Elemental’s profile on the Spatial Agency online database (image by William Hunter)

Architectural production is a process, and though this process may have become saturated as an ideology, working in less-formalized arenas or situations has its own unique challenges. These situations require new skillsets, qualitative social understanding, and more importantly, new perceptions of what it means to be a practitioner. The role of professional must be internally rethought and if not, it is far reaching that someone should claim that they have the capacity to operate in these contested urbanisms. Architecture and design most certainly has a responsibility to re-establish its worth in future development, in formalized Western settings and especially in more informal settings of the Global South. But this repositioning needs to be led by individuals who are critically and ethically up to the task.

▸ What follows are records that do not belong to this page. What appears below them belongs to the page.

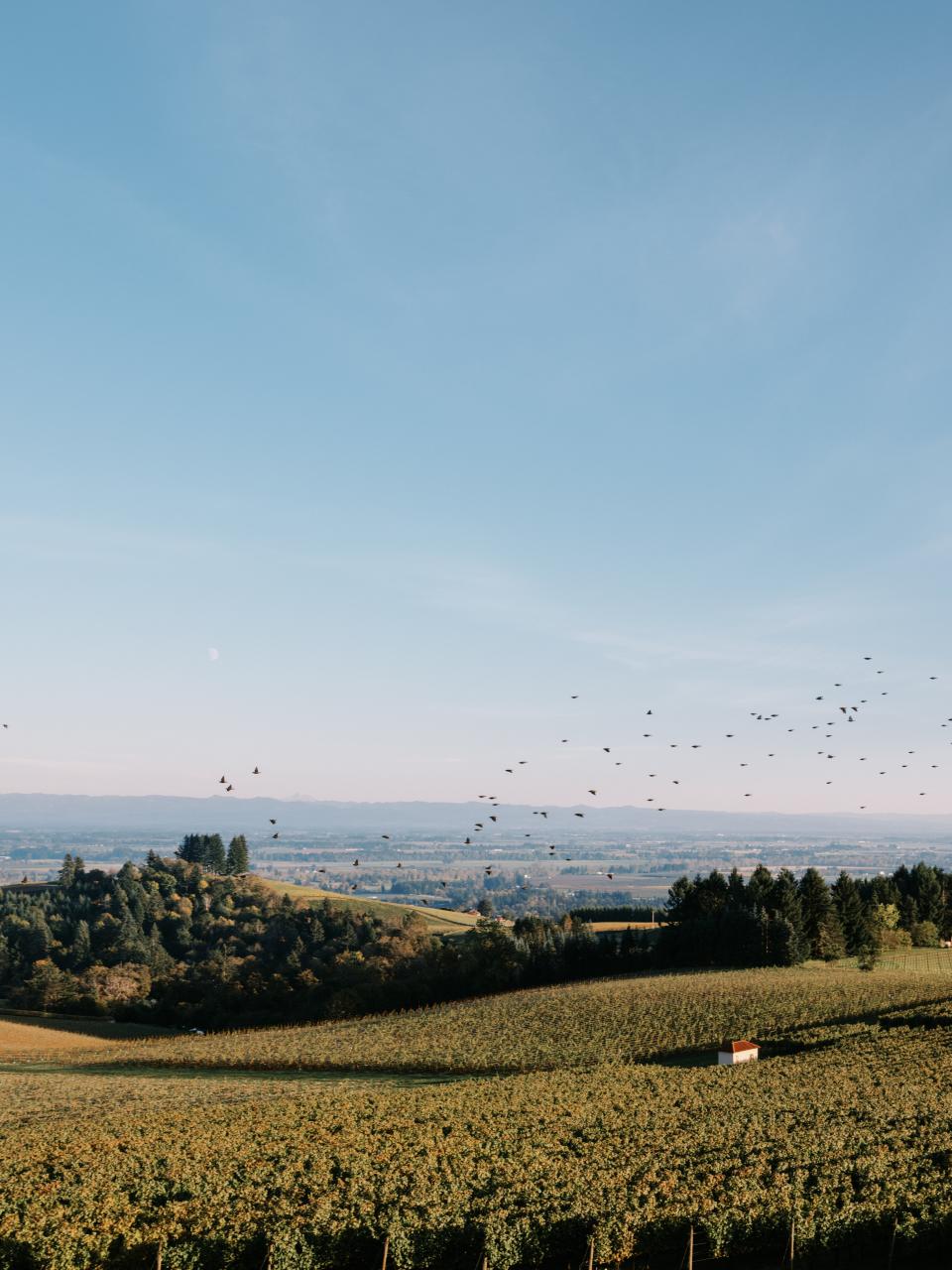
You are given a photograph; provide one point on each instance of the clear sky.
(433, 362)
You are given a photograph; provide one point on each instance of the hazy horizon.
(377, 381)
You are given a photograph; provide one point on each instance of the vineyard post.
(892, 1243)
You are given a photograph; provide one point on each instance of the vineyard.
(843, 1128)
(576, 1026)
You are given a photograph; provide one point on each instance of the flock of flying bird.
(847, 710)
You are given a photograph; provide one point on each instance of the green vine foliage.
(844, 1127)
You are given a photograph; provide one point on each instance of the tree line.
(184, 942)
(779, 920)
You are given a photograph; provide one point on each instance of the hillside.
(844, 1128)
(578, 1026)
(438, 921)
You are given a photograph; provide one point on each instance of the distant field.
(42, 1037)
(24, 1039)
(918, 960)
(599, 928)
(439, 921)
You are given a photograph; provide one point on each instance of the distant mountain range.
(167, 815)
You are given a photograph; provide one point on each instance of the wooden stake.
(892, 1243)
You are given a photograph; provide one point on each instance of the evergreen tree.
(213, 855)
(852, 913)
(236, 858)
(737, 890)
(787, 907)
(816, 905)
(81, 952)
(760, 888)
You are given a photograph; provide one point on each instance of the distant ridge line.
(178, 815)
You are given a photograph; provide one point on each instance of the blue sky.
(434, 362)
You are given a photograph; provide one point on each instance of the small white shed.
(733, 1052)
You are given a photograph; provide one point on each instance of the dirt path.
(230, 1074)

If the buzz surrounding social design and the staging of major exhibitions and research projects are actually confirming that a true paradigm shift is happening within architecture, design, and their related disciplines, we must be aware of what it means to practice differently. The fact is that when practitioners enter into different and unfamiliar arenas, the political landscape of design changes. This change as well as the individuals they work for and with has a huge impact on the methodology of practice. If the differences are not acknowledged and the same approach unfolds, the results will be misdirected and unintentionally non-productive for those individuals they serve. In addition, if the representations and viral publicising of this movement is lazily glorified sans the critical rigor they deserve, then the larger cause of shifting an agency for practice will be lost.